Second, the KAIROS revelation means that AI coding tools are heading toward autonomy. The current generation of tools waits for you to ask. The next generation will act on its own, within boundaries you define. Whether this excites you or concerns you depends on how much you trust those boundaries — and the leak shows that those boundaries are being carefully designed.

If you are not a developer, here is what matters: the software you use every day — your banking app, your messaging platform, your healthcare portal — is increasingly being written or assisted by AI tools exactly like Claude Code. This leak revealed that these tools are more complex, more autonomous, and more strategically deployed than most people realize. The question of how AI writes code is becoming inseparable from the question of how much we can trust the software it produces.

Anthropic called this a 'packaging error caused by human error.' That is true. It is also insufficient. When the same error happens twice in fifteen months, the conversation shifts from 'what happened' to 'why does this keep happening.' For an AI safety company — one whose founding mission is to build safe, trustworthy AI — the pattern matters more than the incident.

There is a line that separates a tool from a system. A tool does what you tell it. A system makes decisions, takes initiative, and operates even when you are not watching. Claude Code, as it exists today, is a tool. KAIROS, as it exists in the leaked code, is a system.

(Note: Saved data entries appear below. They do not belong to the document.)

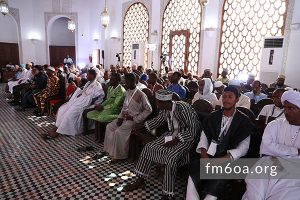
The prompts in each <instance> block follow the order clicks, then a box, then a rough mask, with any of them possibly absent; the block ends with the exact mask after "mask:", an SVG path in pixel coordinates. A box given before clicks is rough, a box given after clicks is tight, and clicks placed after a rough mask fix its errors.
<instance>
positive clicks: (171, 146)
mask: <svg viewBox="0 0 300 200" xmlns="http://www.w3.org/2000/svg"><path fill="white" fill-rule="evenodd" d="M178 143H179V139H178V138H177V137H175V138H174V139H173V140H171V141H169V142H167V143H165V144H164V145H163V146H164V147H174V146H176V145H177V144H178Z"/></svg>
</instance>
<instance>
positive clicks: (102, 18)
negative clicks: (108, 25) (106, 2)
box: [101, 0, 110, 28]
mask: <svg viewBox="0 0 300 200" xmlns="http://www.w3.org/2000/svg"><path fill="white" fill-rule="evenodd" d="M109 20H110V19H109V14H108V11H107V6H106V0H105V8H104V11H103V12H102V13H101V24H102V26H103V27H104V28H106V27H107V26H108V24H109Z"/></svg>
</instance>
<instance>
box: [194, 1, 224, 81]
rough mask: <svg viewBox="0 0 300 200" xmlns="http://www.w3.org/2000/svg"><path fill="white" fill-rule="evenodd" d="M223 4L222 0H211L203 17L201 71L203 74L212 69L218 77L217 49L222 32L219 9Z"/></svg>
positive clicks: (214, 75)
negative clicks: (221, 30) (222, 4)
mask: <svg viewBox="0 0 300 200" xmlns="http://www.w3.org/2000/svg"><path fill="white" fill-rule="evenodd" d="M220 6H221V1H220V0H210V1H209V3H208V4H207V5H206V6H205V8H204V9H203V11H202V12H203V13H204V17H203V18H202V23H203V24H202V30H201V37H203V39H202V44H200V46H202V49H200V65H199V73H200V74H202V73H203V71H204V70H205V69H210V70H211V72H212V73H213V77H214V78H217V77H216V76H217V63H216V56H217V55H216V52H217V51H216V50H217V48H218V47H217V38H218V34H220V32H219V31H220V28H219V26H220V25H219V24H218V23H219V10H220Z"/></svg>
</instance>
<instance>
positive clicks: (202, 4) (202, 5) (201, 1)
mask: <svg viewBox="0 0 300 200" xmlns="http://www.w3.org/2000/svg"><path fill="white" fill-rule="evenodd" d="M199 3H200V4H201V6H206V5H207V4H208V0H199Z"/></svg>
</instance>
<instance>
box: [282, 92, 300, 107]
mask: <svg viewBox="0 0 300 200" xmlns="http://www.w3.org/2000/svg"><path fill="white" fill-rule="evenodd" d="M285 101H288V102H290V103H291V104H294V105H295V106H297V107H298V108H300V92H297V91H286V92H284V93H283V95H282V96H281V102H282V104H283V103H284V102H285Z"/></svg>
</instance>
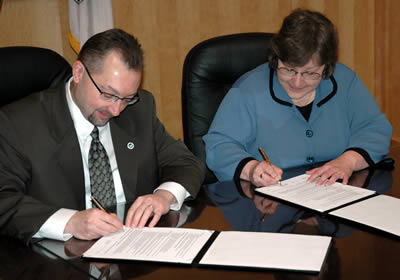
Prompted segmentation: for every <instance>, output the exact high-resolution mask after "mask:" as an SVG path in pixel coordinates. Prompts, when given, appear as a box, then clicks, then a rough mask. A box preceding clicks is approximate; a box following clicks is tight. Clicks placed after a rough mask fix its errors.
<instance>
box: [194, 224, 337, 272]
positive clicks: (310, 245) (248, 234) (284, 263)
mask: <svg viewBox="0 0 400 280" xmlns="http://www.w3.org/2000/svg"><path fill="white" fill-rule="evenodd" d="M331 239H332V238H331V237H328V236H317V235H300V234H286V233H267V232H239V231H223V232H220V234H219V235H218V237H217V238H216V239H215V241H214V242H213V243H212V244H211V246H210V248H209V249H208V250H207V252H206V253H205V254H204V256H203V258H202V259H201V260H200V262H199V264H203V265H222V266H241V267H255V268H270V269H284V270H297V271H307V272H319V271H320V270H321V267H322V264H323V263H324V259H325V256H326V254H327V251H328V249H329V244H330V242H331Z"/></svg>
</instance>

This is the most important takeaway from the entire leak. Not the fake tools. Not the undercover mode. Not the stock market crash. The most important thing is the trajectory: AI coding tools are becoming AI coding systems. They are moving from reactive to proactive, from session-based to persistent, from doing what you say to anticipating what you need.

Whether this trajectory leads to dramatically better software or dramatically new risks depends on choices that are being made right now — by AI labs, by development teams, by regulators, and by the developers who decide how much autonomy to grant these systems. The leak gave us a premature look at that future. What we do with that knowledge is up to us.